Seagate Readies Next-Gen HAMR HDDs With Up To 30TB Capacities

HDD Prices Are Surging Again—Echoing the Worst Days of the RAM Shortage

Hard drive prices are climbing fast, and the squeeze on global storage supply chains is getting harder to ignore. A new industry report says contract prices for HDDs jumped around 4% quarter over quarter, marking the biggest increase seen in the past eight quarters. The main reason is simple: demand is accelerating faster than manufacturers can comfortably keep up.

The surge is being fueled by massive data center expansion, particularly in the United States, where cloud service providers are racing to build out infrastructure for AI, cloud platforms, and other data-heavy workloads. AI may grab the headlines for GPUs and cutting-edge chips, but it runs on data—and that data has to live somewhere. At the scale modern AI requires, storage quickly grows into the exabytes, covering everything from scraped web datasets and training archives to processed backups, inference logs, and ongoing operational data.

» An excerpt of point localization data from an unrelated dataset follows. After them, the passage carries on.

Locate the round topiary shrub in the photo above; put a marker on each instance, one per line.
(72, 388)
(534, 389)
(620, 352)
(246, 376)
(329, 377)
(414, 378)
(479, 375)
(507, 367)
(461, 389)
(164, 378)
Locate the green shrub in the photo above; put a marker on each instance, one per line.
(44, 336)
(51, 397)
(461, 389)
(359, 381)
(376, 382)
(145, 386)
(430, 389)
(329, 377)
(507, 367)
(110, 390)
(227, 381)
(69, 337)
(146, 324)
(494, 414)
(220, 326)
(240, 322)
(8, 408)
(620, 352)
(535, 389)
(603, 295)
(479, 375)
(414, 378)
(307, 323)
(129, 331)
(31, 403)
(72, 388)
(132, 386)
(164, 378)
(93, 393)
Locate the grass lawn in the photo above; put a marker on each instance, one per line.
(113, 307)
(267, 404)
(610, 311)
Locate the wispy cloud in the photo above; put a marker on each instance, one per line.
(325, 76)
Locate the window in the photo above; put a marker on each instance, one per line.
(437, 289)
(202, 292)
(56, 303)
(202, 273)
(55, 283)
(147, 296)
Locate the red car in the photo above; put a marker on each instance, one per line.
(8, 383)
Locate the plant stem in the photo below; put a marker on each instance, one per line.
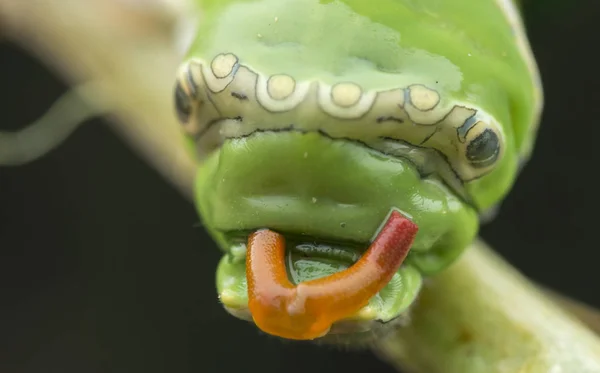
(482, 316)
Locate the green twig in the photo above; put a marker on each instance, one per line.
(482, 316)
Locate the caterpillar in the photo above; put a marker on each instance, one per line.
(316, 122)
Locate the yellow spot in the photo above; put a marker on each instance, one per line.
(346, 94)
(281, 87)
(222, 66)
(423, 98)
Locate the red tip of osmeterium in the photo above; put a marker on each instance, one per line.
(307, 310)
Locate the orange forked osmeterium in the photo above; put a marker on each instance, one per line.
(307, 310)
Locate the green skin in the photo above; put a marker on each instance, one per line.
(336, 192)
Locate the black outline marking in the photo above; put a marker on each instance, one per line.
(389, 118)
(239, 96)
(467, 125)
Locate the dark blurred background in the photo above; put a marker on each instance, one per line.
(102, 267)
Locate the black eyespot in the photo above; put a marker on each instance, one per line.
(484, 150)
(183, 104)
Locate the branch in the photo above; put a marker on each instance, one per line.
(482, 316)
(126, 49)
(52, 129)
(478, 316)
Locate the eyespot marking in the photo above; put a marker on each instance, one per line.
(280, 87)
(484, 149)
(223, 65)
(423, 98)
(346, 94)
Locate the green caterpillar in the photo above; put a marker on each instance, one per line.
(315, 118)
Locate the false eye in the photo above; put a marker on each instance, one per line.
(183, 104)
(484, 149)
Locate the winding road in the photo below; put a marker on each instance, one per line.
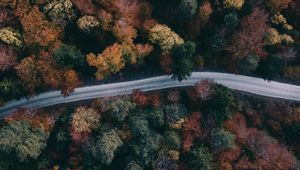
(236, 82)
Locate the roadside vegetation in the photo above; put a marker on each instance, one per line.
(63, 44)
(207, 126)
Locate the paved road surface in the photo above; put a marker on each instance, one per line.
(237, 82)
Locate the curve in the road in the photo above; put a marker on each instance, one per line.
(237, 82)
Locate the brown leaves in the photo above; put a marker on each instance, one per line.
(36, 28)
(249, 40)
(277, 5)
(110, 61)
(7, 57)
(37, 72)
(144, 100)
(202, 90)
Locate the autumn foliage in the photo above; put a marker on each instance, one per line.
(110, 61)
(250, 39)
(141, 99)
(191, 130)
(36, 28)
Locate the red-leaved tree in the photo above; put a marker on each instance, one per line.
(250, 39)
(191, 130)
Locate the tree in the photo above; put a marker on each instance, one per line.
(202, 90)
(146, 147)
(165, 162)
(279, 20)
(61, 12)
(205, 10)
(268, 153)
(271, 67)
(144, 100)
(21, 138)
(200, 158)
(110, 61)
(69, 56)
(85, 120)
(132, 165)
(35, 26)
(277, 5)
(69, 82)
(223, 98)
(248, 64)
(10, 36)
(8, 3)
(123, 32)
(28, 72)
(231, 20)
(87, 23)
(166, 63)
(174, 115)
(107, 145)
(188, 8)
(9, 88)
(120, 108)
(183, 60)
(138, 126)
(173, 140)
(272, 37)
(156, 118)
(164, 37)
(237, 4)
(8, 57)
(191, 130)
(222, 140)
(250, 39)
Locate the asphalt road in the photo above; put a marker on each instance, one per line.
(237, 82)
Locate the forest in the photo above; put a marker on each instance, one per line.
(64, 44)
(60, 45)
(174, 129)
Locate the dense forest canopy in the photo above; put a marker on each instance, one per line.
(64, 44)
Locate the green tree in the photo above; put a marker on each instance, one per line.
(61, 12)
(188, 8)
(139, 126)
(107, 144)
(174, 115)
(183, 60)
(271, 67)
(222, 140)
(200, 158)
(156, 118)
(9, 88)
(164, 37)
(173, 139)
(132, 165)
(231, 20)
(146, 148)
(223, 98)
(120, 109)
(248, 64)
(69, 56)
(24, 140)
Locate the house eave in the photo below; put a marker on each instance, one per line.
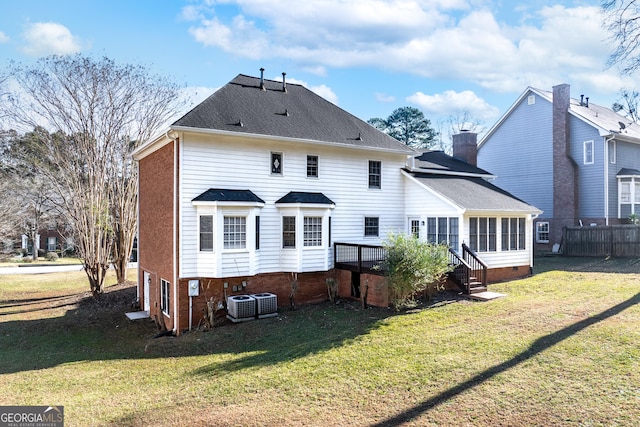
(227, 204)
(408, 151)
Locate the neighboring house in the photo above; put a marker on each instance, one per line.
(449, 199)
(575, 160)
(252, 190)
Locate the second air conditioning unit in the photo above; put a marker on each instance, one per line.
(267, 304)
(241, 308)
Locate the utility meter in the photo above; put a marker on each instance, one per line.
(194, 288)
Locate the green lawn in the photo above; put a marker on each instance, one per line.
(563, 348)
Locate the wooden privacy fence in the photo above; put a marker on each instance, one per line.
(621, 241)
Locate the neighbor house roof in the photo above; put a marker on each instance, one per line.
(276, 110)
(473, 193)
(440, 162)
(227, 195)
(607, 121)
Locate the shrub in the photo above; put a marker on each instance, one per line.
(413, 266)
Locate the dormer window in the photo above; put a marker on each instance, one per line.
(276, 163)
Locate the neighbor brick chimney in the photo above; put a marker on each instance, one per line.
(465, 147)
(565, 169)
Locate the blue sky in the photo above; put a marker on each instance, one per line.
(445, 57)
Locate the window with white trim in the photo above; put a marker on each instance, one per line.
(206, 233)
(625, 192)
(235, 232)
(312, 233)
(288, 231)
(482, 234)
(371, 226)
(375, 174)
(276, 163)
(588, 152)
(164, 296)
(542, 232)
(513, 234)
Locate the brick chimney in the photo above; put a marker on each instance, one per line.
(565, 169)
(465, 147)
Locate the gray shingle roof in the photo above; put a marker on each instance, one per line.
(439, 161)
(303, 197)
(225, 195)
(474, 193)
(242, 106)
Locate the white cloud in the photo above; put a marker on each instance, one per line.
(383, 97)
(444, 39)
(47, 38)
(455, 103)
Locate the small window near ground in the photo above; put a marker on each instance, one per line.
(371, 226)
(276, 163)
(288, 231)
(206, 233)
(312, 231)
(375, 174)
(257, 232)
(414, 228)
(588, 152)
(164, 296)
(542, 232)
(312, 166)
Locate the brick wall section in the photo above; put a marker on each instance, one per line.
(155, 241)
(312, 288)
(465, 147)
(565, 169)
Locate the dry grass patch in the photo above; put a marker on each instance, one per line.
(560, 349)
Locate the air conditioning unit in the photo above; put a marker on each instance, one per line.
(267, 304)
(241, 308)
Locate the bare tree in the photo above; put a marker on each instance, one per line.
(622, 19)
(457, 123)
(98, 112)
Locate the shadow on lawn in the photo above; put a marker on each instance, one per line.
(537, 347)
(93, 329)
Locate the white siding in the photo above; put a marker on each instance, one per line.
(233, 163)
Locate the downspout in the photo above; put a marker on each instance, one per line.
(175, 235)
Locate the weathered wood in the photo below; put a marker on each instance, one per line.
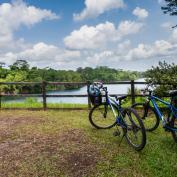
(44, 95)
(44, 85)
(0, 101)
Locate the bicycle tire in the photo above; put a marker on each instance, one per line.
(151, 120)
(174, 125)
(104, 121)
(134, 124)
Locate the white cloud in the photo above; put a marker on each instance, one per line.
(161, 2)
(140, 13)
(90, 37)
(17, 14)
(167, 25)
(96, 7)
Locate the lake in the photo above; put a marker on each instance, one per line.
(112, 89)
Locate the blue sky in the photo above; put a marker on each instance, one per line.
(67, 34)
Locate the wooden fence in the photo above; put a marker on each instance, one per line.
(44, 94)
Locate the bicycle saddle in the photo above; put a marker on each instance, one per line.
(121, 97)
(172, 92)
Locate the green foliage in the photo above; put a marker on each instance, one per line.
(106, 74)
(163, 74)
(20, 71)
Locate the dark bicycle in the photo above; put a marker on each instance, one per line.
(108, 112)
(151, 114)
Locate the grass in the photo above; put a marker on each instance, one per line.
(63, 143)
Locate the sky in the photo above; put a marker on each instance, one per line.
(67, 34)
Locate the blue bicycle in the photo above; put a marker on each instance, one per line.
(108, 112)
(151, 114)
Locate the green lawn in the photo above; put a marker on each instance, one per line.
(63, 143)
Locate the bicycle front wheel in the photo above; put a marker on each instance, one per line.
(102, 116)
(148, 115)
(135, 131)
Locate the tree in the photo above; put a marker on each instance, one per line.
(20, 65)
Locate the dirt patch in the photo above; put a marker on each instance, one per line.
(69, 152)
(83, 155)
(10, 122)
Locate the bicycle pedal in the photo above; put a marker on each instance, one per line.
(116, 133)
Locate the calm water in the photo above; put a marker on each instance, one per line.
(113, 89)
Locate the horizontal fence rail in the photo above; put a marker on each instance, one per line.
(44, 94)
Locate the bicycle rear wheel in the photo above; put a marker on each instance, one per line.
(148, 115)
(102, 116)
(135, 131)
(174, 126)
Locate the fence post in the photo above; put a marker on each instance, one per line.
(133, 91)
(44, 84)
(0, 100)
(89, 102)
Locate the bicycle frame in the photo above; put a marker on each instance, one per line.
(111, 101)
(173, 110)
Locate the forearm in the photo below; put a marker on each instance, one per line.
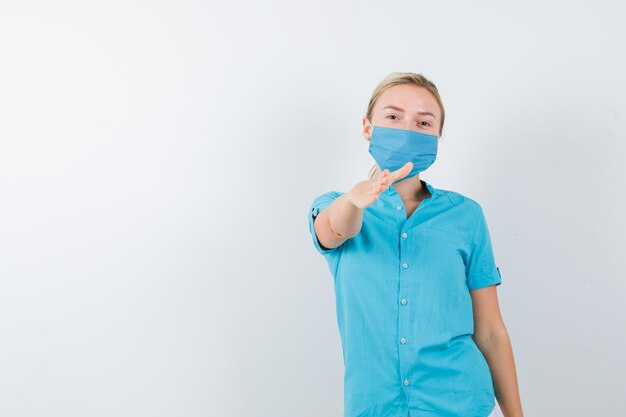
(344, 217)
(499, 355)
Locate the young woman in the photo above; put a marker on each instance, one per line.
(414, 275)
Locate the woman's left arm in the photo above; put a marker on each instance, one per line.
(492, 338)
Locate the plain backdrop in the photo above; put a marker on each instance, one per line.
(158, 161)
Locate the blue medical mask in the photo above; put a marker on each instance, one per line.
(392, 148)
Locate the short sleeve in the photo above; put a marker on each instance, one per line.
(481, 270)
(319, 204)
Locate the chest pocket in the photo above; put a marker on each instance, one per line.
(446, 254)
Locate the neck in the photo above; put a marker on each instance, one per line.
(411, 189)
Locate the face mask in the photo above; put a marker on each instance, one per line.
(392, 148)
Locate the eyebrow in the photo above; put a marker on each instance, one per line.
(426, 113)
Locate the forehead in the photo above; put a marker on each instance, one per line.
(409, 97)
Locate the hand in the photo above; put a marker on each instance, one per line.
(365, 193)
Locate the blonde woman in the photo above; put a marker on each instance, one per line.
(414, 275)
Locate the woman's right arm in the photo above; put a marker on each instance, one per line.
(343, 218)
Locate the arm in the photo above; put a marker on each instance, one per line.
(343, 218)
(340, 221)
(492, 338)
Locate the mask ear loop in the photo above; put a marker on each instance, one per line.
(372, 126)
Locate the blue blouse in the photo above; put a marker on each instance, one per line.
(404, 309)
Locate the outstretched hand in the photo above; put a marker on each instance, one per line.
(365, 193)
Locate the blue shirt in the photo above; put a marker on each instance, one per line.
(404, 308)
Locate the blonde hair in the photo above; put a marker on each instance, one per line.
(396, 78)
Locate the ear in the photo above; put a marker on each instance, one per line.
(367, 129)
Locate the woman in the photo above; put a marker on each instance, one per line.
(414, 275)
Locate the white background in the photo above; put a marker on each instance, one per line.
(158, 161)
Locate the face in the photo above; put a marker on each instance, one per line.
(405, 106)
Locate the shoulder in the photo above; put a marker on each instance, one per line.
(456, 199)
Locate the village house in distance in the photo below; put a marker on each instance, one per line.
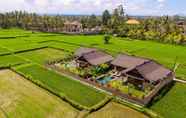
(133, 78)
(76, 27)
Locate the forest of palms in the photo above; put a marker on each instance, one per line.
(164, 29)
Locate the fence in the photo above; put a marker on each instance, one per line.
(113, 91)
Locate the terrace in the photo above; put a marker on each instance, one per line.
(128, 76)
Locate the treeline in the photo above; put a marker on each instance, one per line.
(163, 29)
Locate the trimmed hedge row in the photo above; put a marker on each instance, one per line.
(60, 95)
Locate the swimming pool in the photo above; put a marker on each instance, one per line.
(104, 80)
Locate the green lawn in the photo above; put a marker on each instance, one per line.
(74, 90)
(173, 104)
(13, 32)
(165, 54)
(11, 60)
(42, 56)
(20, 98)
(115, 110)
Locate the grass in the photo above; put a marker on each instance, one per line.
(73, 90)
(115, 110)
(11, 60)
(20, 98)
(173, 104)
(42, 56)
(165, 54)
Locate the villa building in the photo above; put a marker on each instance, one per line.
(182, 25)
(141, 72)
(133, 22)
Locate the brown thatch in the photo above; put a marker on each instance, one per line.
(153, 71)
(97, 58)
(126, 61)
(81, 51)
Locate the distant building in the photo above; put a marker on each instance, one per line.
(73, 27)
(92, 56)
(133, 22)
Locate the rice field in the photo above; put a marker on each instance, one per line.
(71, 89)
(20, 98)
(37, 48)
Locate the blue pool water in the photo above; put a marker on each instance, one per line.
(104, 80)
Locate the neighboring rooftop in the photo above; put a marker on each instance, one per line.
(97, 58)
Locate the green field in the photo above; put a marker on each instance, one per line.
(163, 53)
(73, 90)
(44, 55)
(115, 110)
(37, 48)
(11, 60)
(19, 98)
(173, 104)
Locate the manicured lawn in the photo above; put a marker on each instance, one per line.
(4, 51)
(42, 56)
(115, 110)
(173, 104)
(20, 98)
(74, 90)
(13, 32)
(163, 53)
(11, 60)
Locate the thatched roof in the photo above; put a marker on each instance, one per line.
(97, 58)
(153, 71)
(81, 51)
(126, 61)
(72, 23)
(133, 22)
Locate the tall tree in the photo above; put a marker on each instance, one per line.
(106, 17)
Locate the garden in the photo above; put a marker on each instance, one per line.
(68, 89)
(163, 53)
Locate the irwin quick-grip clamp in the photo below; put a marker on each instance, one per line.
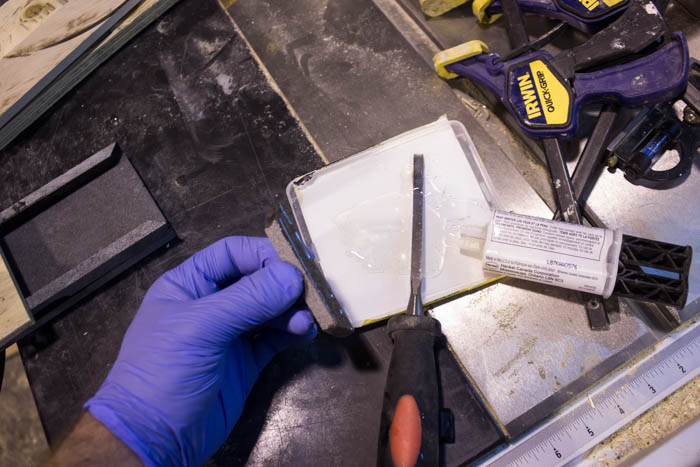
(545, 98)
(588, 16)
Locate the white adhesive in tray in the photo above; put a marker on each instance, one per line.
(357, 215)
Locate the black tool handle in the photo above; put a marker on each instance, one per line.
(410, 424)
(640, 26)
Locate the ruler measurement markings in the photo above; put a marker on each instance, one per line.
(622, 398)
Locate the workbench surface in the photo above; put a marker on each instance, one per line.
(214, 142)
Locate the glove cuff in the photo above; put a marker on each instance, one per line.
(125, 421)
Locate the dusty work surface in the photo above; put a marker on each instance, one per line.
(528, 347)
(213, 143)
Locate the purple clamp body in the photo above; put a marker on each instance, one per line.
(589, 16)
(546, 104)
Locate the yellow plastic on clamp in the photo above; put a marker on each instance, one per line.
(439, 7)
(455, 54)
(479, 8)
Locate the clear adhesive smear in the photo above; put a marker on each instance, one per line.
(377, 232)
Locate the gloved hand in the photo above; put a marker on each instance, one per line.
(195, 348)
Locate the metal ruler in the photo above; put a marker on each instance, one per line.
(592, 417)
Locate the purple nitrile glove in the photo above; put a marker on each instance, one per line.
(195, 348)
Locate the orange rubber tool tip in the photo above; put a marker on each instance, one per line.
(405, 433)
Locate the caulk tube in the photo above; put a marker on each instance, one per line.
(567, 255)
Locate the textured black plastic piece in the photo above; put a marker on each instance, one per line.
(633, 282)
(77, 232)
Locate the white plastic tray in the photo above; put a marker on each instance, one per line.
(355, 215)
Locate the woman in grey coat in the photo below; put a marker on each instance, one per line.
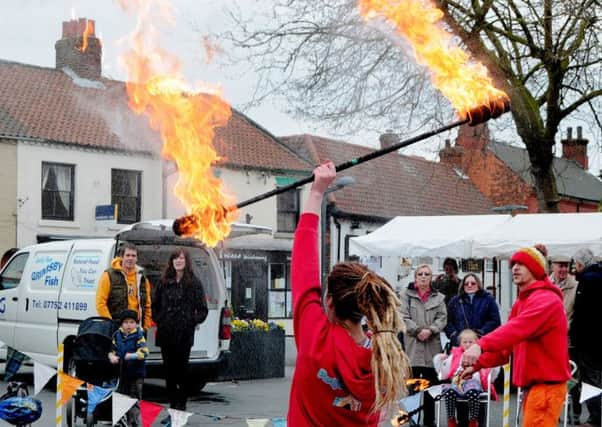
(424, 313)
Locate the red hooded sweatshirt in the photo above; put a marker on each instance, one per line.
(535, 334)
(333, 383)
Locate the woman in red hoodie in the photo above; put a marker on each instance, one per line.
(342, 376)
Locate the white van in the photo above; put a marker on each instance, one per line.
(46, 290)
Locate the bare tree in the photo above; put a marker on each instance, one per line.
(331, 66)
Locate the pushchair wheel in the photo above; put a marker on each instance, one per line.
(90, 422)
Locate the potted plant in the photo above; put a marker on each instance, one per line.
(256, 350)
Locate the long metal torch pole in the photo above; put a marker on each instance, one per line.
(354, 162)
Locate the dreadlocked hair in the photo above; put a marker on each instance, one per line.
(356, 292)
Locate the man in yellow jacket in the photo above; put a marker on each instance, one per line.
(124, 287)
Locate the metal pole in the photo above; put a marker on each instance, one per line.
(354, 162)
(184, 224)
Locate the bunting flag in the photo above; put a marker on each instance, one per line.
(41, 376)
(68, 386)
(121, 404)
(435, 390)
(410, 403)
(14, 360)
(257, 422)
(149, 412)
(178, 418)
(95, 396)
(588, 391)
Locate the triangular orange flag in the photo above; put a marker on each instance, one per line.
(149, 412)
(68, 386)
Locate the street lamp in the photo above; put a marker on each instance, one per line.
(338, 184)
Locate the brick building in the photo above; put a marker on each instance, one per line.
(502, 171)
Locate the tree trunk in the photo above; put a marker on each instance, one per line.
(538, 138)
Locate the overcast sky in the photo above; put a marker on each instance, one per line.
(29, 29)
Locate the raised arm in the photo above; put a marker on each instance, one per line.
(305, 264)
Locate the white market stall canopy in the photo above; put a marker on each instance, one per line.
(415, 236)
(563, 234)
(481, 236)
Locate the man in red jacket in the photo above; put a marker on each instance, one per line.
(536, 337)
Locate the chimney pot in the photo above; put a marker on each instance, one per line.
(86, 64)
(575, 149)
(388, 139)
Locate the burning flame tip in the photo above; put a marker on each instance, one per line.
(464, 82)
(187, 120)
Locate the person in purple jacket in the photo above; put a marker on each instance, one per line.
(473, 308)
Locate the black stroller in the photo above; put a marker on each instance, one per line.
(90, 363)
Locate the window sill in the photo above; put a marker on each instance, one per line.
(284, 235)
(58, 223)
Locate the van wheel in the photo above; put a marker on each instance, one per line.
(70, 405)
(196, 387)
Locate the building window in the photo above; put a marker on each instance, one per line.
(280, 299)
(57, 191)
(288, 211)
(125, 193)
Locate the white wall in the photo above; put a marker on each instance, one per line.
(92, 188)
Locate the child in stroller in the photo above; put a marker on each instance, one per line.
(90, 363)
(129, 350)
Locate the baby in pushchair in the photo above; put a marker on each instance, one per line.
(90, 363)
(129, 350)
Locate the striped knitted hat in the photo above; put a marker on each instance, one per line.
(531, 258)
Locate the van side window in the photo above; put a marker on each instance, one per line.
(11, 276)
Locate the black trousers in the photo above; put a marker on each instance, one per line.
(175, 363)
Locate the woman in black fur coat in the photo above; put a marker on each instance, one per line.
(178, 305)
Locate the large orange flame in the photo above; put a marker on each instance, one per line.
(465, 83)
(186, 121)
(87, 31)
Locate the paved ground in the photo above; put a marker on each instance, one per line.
(230, 404)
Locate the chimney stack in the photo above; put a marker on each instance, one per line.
(575, 149)
(473, 137)
(80, 53)
(388, 139)
(451, 155)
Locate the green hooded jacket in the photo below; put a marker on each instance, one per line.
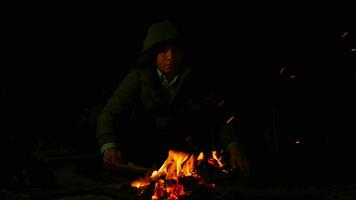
(192, 108)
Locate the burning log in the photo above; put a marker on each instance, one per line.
(179, 176)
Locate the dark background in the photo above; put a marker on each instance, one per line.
(63, 64)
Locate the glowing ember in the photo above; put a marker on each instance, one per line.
(344, 34)
(230, 119)
(178, 167)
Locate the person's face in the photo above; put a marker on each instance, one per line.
(169, 59)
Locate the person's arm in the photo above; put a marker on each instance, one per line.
(230, 141)
(120, 101)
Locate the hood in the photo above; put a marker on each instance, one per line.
(158, 33)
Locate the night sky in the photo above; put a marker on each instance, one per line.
(64, 64)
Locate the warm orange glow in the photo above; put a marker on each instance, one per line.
(176, 166)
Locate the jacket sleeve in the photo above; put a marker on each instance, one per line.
(120, 101)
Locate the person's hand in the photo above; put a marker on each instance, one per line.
(112, 158)
(239, 160)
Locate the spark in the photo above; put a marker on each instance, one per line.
(221, 103)
(344, 34)
(230, 119)
(281, 71)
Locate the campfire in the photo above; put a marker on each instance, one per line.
(179, 175)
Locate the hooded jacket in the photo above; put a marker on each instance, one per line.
(140, 97)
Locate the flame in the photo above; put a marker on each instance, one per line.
(176, 166)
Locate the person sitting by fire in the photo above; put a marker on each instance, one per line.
(161, 105)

That’s where HDDs come in. While SSDs are faster, hard drives remain the most cost-effective way to store enormous volumes of information. This is especially true for “nearline” HDDs, the high-capacity drives designed for data center storage environments. Demand for these nearline models remains strong, and their prices are rising right along with the broader market.

What’s making the situation more intense is that manufacturers are already running at or near full utilization, yet supply still trails the rapidly expanding needs of cloud providers. In other words, even with factories operating flat out, the market is tight—and tightening further as AI adoption spreads and data center workloads continue to scale.

Industry signals also suggest the imbalance could worsen over time. HDD makers have hinted that demand is on track to outpace supply more consistently, with the crunch potentially becoming more visible by 2026. If that happens, the impact may not stay limited to enterprise purchasing; it could spill into the retail market as well, affecting availability and pricing for everyday buyers and smaller businesses.

There’s also a powerful economic incentive shaping where drives go first. Supplying hyperscale and AI-focused customers can be more profitable and predictable than serving the general market, which means data center demand may get priority if shortages deepen. This pattern has already played out in other parts of the tech supply chain, and storage could be next.

Hard drives have long been considered the budget-friendly backbone of bulk storage, but the current trajectory suggests that reputation may be tested. With some firms already warning about possible shortages ahead, anyone planning large storage upgrades—especially businesses relying on high-capacity drives—may want to keep a close eye on pricing trends and availability in the months to come.